This panel examines migration and inequality in Africa and the level of migrants' access to public services from a regional perspective . It focuses on national political forces, experiences of disconnected migrants and private providers of alternative but ordinarily public services.
Geiger and Pecoud (2010) declare 'international migration management has become a popular catchphrase for a wide range of initiatives that aim at renewing the policies pertaining to the cross-border movements of people". In contemporary Africa, such initiatives are directed at curbing the in-flow of 'undesired' migrants, as well as disconnecting and disrupting access to public services to immigrants through carefully crafted regulations. In this context, documented and undocumented migrants adopt and develop alternative or informal initiatives to access such services or provide them themselves.

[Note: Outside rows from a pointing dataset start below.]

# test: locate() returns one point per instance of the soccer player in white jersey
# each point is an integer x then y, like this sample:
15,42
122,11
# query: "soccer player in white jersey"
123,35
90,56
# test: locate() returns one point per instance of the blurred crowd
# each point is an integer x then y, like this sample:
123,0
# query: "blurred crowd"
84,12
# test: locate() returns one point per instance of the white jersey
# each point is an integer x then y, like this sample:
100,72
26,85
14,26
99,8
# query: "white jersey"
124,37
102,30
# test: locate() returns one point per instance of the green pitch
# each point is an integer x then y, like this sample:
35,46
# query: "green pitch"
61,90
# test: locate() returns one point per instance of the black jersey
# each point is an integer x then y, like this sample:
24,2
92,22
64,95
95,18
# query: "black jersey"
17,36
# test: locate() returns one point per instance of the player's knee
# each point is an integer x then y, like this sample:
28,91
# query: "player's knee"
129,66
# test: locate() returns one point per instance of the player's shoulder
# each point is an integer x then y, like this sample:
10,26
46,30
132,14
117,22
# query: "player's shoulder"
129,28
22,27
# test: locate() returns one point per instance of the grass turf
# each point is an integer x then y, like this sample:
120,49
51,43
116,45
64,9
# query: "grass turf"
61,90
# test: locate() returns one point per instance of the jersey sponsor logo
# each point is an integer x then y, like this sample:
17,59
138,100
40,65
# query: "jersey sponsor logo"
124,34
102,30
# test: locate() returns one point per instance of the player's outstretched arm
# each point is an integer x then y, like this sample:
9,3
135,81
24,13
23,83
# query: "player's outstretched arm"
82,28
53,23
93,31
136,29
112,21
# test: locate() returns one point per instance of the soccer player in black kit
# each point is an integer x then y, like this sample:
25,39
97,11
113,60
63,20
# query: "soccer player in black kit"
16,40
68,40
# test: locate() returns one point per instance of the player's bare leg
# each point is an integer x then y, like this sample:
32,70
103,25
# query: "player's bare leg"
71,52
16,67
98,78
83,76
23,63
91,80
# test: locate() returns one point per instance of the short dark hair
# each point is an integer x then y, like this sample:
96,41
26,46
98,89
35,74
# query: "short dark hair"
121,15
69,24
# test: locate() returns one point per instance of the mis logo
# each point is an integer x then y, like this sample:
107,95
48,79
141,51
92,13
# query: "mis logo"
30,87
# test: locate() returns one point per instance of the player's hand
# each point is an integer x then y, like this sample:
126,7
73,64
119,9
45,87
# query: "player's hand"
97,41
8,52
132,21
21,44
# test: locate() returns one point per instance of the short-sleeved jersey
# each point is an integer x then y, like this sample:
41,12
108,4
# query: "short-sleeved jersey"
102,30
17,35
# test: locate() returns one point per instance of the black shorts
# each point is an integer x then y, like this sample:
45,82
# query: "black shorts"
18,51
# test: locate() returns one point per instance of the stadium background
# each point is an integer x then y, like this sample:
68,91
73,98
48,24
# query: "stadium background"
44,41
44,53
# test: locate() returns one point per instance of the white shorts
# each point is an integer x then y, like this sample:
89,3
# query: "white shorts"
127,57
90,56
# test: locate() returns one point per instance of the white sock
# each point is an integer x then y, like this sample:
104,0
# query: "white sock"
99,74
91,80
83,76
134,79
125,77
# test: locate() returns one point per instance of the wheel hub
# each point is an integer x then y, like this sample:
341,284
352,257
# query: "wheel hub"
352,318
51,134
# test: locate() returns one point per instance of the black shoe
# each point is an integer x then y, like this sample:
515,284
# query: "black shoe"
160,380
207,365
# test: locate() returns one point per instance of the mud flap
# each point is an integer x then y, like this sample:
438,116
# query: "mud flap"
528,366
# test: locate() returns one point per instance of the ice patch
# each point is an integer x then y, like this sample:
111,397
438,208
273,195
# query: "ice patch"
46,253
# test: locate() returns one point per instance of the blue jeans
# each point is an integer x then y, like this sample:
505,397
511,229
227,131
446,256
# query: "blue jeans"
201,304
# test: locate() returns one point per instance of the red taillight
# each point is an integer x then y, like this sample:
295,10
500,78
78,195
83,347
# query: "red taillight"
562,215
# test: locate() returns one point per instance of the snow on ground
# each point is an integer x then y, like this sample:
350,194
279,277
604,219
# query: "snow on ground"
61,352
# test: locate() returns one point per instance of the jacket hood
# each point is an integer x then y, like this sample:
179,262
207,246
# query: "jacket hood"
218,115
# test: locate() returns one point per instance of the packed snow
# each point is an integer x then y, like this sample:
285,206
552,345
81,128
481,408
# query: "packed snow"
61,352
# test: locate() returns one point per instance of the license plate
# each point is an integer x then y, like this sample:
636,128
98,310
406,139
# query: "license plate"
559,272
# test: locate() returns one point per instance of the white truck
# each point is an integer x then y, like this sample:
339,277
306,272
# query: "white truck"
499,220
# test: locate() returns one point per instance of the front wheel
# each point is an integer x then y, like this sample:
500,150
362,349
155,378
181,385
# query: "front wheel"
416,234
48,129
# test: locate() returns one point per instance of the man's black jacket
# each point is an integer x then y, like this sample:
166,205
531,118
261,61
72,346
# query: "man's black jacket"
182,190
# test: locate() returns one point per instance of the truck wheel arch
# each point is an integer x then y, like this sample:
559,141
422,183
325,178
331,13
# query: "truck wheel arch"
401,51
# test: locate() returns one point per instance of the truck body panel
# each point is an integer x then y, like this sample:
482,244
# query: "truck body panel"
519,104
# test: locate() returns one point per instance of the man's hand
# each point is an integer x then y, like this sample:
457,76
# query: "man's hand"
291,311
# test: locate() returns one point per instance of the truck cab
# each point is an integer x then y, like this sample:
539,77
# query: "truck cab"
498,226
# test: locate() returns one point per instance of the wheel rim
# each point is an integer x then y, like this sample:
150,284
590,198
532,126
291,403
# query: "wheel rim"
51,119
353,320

However, economic and political forces of integration are regionally connecting African countries to each other and promoting mobility within the continent. In this vein, the migrants negotiate unequal access to public services in pursuit of their wellbeing in a regional context characterised by connections and disruptions.
Against this backdrop, this panel seeks to examine migration and inequality in Africa from three perspectives: 1. Experiences of African migrants that purchase alternative, or informally gain access to, such services. 2. Whether and how private providers of alternative services influence the connection or disconnection of African migrants to/from accessing public services in host countries. 3. The future of political forces that are driving the connection or disconnection of African migrants from accessing such services in the context of regional integration. Papers in the panel will examine these issues from health, education, livelihood, housing,among other social perspectives.